Mila nos trajo el cuarto vino a la mesa, con lo que no sería tarea fácil salir de allí sin un compromiso en firme.

—Mire, Juan, el día 16, que es domingo, juega el Madrid en casa. Si le apetece, puede llegar la noche del viernes y, además del partido y de la taberna Oliveros, podemos organizar un interesante programa festivo-cultural.

Le aseguré que me lo pensaría, que tenía que hablar con Andrés (Marcial seguía de retiro), pero que a mí, desde luego, me apetecía un montón. Después la conversación derivó en un tema recurrente, siempre que Samuel, al que ya se le había olvidado su urgente tarea en casa antes de comer, participaba en una tertulia.

—La semana pasada estuve en Bruselas y me acordé de usted —le comentó Jesús a Samuel.

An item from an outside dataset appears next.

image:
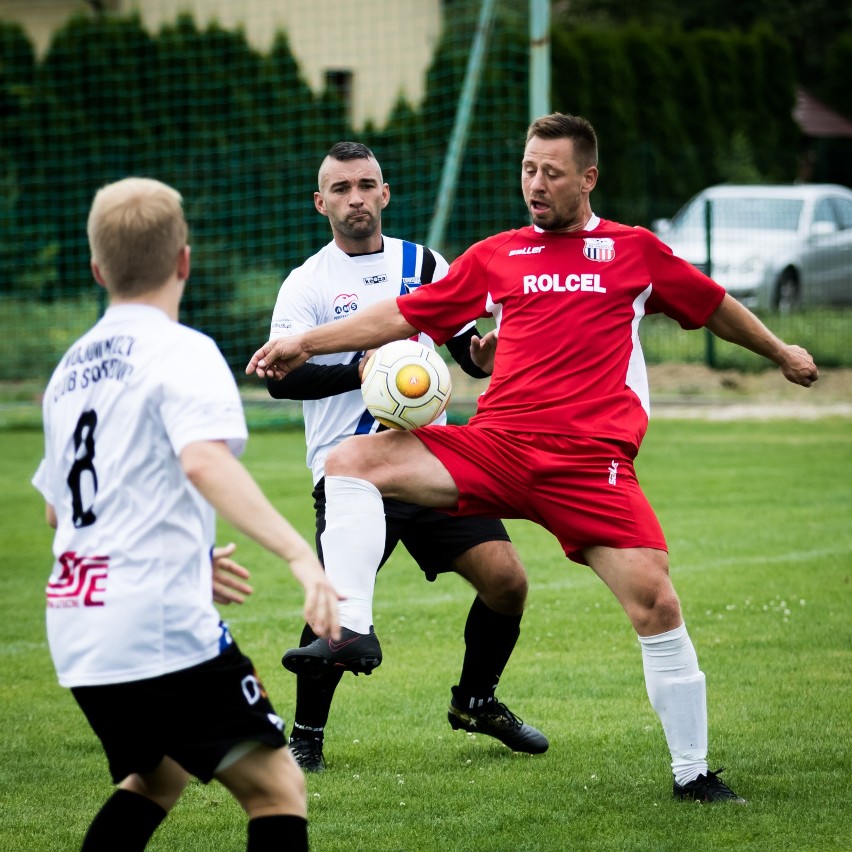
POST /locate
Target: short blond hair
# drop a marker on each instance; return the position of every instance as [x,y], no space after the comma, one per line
[136,230]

—¿Y cómo así? —se interesó éste.

—Fuimos a ver el Atomium, como es prescriptivo, y al lado está el estadio Heysel.

—Tristemente famoso por los trágicos sucesos en aquella final de la copa de Europa entre el Liverpool y la Juve —me permití aportar yo, exprimiendo mis limitados conocimientos de Historia del Fútbol.

—Como bien sabe Samuel —prosiguió Jesús—, no fue la primera vez que se había disputado en ese estadio una final europea.

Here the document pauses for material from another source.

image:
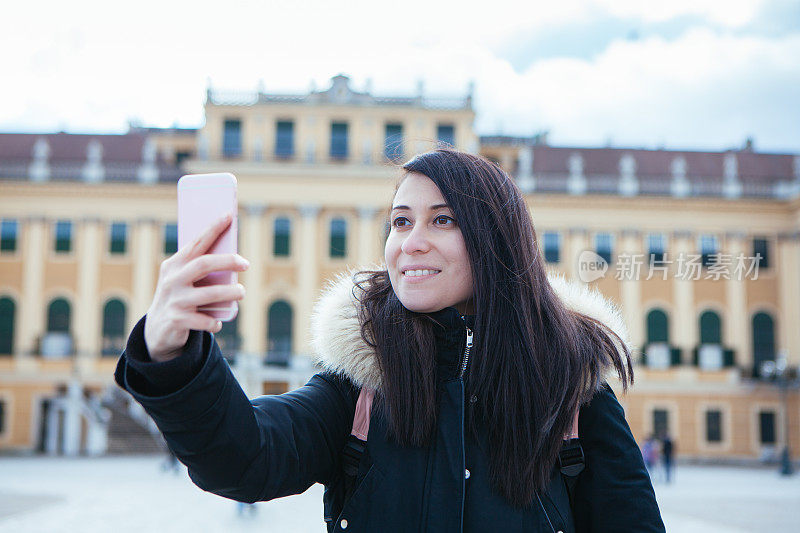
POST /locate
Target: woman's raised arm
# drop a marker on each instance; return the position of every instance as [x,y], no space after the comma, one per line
[245,450]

—Por supuesto —asintió Samuel—, allí ganó el Madrid su tercera copa de Europa consecutiva. Fue en la temporada 57-58.

—En efecto, el mismo año que tuvo lugar la Exposición Universal en Bruselas y se construyó el Atomium —Jesús apuró con calma su cuarto Ribera del Duero—. El caso es que, mientras buscaba la entrada principal del estadio, se me acercó un italiano y me dijo: «Aquel Real era invencible. Teníamos en el Milan a Maldini padre y a Grillo. Empezamos ganando y nos empataron. Nos pusimos de nuevo por delante y nos volvieron a empatar. Y al final metieron el tercero en la segunda parte de la prórroga y se llevaron la copa. No lo podía creer. Yo era un niño de diez años y lo vi aquí, en este mismo lugar». ¿Qué me dices, Samuel?

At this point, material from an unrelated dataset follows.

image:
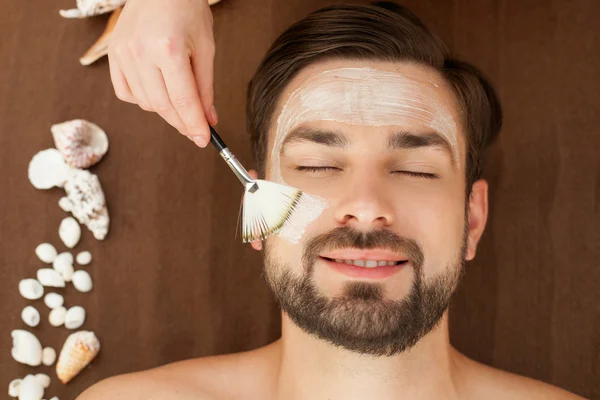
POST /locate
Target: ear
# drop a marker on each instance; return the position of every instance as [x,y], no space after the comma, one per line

—Desde luego, le honró al italiano no poner en duda la superioridad del Madrid. En efecto, las crónicas hablan de un partido muy disputado que al final ganó el Real por tres a dos, con goles de Di Stéfano, Rial, y Gento. ¿Hay alguna placa conmemorativa por allí?

—Ni siquiera pudimos acceder al recinto, que está rodeado por una valla. Me dio pena, el italiano había acudido allí con la misma devoción que a un santuario.

—No me extraña —corroboró Samuel—. Hay quien entra en el Bernabéu como un cristiano ferviente cuando pisa la iglesia del Santo Sepulcro. 

—Sea dicho sin ánimo hiperbólico —remató Jesús.